PER LA GESTIONE DEL PO




L’importanza del Grande Fiume nella gestione politica e sociale di chi governava il nostro territorio tra medioevo e ottocento, la deduciamo dalle strutture di uffici e funzionari delegati.

Ecco allora un elenco di alcune strutture che a Piacenza erano autorizzate a soprintendere sul Po, che abbiamo desunto da ottimi studi e documenti piacentini.

Lungo il Po, se osserviamo le mappe antiche, troveremo segnati dei capanni, piccole case poste proprio sulla riva del fiume, dove arriva la strada principale che va ai porti chiamate “Bergantino o Bargello”. 

Qui era il capo delle guardie cioè il “Capitano luogotente del Bergantino”, con il corpo di polizia fluviale, che controllava che tutto procedesse con legalità nel commercio di merci portate per “via d’acqua” senza frodare nel pagamento dei dazi.

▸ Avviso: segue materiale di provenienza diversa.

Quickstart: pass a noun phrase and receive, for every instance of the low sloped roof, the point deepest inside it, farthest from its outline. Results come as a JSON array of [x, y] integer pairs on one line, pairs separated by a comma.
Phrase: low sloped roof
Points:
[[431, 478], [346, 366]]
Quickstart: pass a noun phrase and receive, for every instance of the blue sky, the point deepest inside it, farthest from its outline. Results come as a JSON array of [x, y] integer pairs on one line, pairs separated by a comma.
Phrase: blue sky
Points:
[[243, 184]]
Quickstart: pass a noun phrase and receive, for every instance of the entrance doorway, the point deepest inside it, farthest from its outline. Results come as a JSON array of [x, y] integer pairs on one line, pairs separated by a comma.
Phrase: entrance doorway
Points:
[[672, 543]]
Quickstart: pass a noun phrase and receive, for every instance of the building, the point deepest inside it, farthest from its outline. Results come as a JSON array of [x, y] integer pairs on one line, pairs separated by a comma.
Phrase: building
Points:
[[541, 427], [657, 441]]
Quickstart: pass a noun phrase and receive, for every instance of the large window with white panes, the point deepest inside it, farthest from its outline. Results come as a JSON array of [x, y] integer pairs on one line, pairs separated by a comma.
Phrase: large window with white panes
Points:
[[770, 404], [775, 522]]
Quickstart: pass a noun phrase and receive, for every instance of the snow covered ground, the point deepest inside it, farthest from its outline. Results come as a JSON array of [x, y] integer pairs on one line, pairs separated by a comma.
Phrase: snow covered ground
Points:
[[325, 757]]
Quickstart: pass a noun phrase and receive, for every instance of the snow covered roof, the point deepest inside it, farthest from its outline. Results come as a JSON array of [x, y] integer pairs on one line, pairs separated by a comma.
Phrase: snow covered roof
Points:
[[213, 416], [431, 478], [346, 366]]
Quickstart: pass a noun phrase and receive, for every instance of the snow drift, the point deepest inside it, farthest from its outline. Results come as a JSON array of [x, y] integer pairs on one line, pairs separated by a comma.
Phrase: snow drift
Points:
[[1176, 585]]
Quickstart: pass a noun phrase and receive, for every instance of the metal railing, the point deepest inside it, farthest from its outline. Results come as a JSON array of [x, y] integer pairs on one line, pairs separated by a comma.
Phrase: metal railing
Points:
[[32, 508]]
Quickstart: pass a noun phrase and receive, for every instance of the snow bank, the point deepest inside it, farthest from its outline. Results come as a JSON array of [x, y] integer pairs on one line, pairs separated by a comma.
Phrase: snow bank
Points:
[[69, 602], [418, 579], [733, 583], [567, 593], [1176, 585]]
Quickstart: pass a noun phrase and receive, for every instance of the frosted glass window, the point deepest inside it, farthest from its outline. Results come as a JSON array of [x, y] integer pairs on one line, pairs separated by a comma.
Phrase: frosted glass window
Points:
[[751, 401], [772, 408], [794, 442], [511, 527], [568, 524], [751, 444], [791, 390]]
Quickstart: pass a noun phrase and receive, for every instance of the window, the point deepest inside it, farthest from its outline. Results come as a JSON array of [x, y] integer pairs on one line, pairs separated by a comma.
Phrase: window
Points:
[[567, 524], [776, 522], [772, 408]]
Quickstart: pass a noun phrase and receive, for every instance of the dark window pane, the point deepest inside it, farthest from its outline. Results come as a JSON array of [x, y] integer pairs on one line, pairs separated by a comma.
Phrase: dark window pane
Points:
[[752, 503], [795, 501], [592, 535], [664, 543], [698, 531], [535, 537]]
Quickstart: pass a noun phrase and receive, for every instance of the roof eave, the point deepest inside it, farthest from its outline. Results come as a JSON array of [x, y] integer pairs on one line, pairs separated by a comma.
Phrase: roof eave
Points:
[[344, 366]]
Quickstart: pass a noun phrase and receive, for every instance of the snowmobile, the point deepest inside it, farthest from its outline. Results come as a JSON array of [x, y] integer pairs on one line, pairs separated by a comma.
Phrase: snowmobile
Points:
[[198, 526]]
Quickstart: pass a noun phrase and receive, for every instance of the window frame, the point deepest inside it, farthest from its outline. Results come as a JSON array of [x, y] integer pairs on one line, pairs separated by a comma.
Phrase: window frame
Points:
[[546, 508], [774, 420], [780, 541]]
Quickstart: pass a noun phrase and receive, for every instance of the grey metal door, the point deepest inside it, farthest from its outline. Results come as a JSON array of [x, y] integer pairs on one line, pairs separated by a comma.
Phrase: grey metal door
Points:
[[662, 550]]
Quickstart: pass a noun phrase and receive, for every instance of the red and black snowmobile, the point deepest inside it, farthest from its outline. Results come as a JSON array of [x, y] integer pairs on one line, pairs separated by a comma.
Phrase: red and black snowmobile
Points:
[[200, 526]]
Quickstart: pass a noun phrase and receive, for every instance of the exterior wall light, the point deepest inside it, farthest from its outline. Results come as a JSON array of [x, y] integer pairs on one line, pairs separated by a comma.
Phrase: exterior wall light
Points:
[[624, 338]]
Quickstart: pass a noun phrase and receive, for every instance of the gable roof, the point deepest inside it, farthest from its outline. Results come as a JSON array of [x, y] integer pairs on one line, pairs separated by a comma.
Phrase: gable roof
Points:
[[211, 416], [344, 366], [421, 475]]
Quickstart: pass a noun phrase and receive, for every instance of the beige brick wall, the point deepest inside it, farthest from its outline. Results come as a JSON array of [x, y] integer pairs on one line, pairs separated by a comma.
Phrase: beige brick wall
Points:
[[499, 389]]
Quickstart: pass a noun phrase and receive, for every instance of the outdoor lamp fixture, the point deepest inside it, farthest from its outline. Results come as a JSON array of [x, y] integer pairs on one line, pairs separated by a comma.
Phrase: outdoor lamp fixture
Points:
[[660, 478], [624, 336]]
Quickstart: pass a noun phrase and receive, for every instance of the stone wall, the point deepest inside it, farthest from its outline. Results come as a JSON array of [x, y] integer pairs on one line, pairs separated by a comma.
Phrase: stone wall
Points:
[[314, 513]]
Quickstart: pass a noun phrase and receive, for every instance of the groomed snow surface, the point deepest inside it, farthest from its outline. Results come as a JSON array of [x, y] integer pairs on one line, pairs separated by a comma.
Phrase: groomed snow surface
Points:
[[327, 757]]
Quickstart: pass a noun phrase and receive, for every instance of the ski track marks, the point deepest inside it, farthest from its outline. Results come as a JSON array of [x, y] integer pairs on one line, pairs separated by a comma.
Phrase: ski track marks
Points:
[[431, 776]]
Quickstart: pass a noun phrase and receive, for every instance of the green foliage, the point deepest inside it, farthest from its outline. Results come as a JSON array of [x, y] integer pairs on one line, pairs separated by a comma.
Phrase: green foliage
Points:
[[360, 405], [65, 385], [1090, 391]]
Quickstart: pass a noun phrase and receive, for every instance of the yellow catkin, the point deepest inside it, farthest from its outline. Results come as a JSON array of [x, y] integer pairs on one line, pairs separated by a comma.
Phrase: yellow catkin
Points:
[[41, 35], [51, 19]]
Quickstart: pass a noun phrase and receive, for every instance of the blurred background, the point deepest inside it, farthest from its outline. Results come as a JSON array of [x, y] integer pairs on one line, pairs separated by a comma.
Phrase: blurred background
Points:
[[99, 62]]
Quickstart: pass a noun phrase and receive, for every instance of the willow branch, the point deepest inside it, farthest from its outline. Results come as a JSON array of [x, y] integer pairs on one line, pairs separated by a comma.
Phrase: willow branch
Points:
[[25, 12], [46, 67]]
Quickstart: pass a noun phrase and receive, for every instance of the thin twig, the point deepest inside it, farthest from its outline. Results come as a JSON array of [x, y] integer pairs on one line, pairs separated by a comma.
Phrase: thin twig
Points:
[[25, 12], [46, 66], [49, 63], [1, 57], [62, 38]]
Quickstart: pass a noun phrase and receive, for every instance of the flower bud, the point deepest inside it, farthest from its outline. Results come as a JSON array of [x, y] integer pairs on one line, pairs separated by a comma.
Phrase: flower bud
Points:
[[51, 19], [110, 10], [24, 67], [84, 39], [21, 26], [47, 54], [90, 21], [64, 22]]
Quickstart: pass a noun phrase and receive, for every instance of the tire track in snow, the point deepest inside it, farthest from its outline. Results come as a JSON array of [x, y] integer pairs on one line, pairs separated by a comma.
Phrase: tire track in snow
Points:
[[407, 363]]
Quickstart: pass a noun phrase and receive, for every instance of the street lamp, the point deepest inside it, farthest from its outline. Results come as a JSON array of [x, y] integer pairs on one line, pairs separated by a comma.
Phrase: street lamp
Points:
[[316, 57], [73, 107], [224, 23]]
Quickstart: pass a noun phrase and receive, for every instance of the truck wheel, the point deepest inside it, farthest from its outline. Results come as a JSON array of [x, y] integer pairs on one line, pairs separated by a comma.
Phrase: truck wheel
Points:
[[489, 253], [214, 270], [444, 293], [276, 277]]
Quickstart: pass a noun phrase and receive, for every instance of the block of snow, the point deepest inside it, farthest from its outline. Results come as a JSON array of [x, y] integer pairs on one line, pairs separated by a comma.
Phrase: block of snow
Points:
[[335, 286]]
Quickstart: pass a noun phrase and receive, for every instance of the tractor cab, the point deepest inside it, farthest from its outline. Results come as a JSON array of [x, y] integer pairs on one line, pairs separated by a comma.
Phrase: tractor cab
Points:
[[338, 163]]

Tra ’600 e ’700 troveremo invece questi luoghi segnalati come “Casa del dazio” sempre su strade d’approdo a porti fluviali come è ad esempio il caso del porto di Veratto, dove le mappe segnalano la “regia strada commerciale del Veratto” con questi definiti capanni di dogana.

A soprintendere, dal suo ufficio in città, troviamo il “Capitano del Po” che è un funzionario che risponde direttamente al Duca circa tutto il distretto di Piacenza, e toccava a lui dirigere tutto ciò che riguardava la navigazione fluviale sia per scopi civili che militari.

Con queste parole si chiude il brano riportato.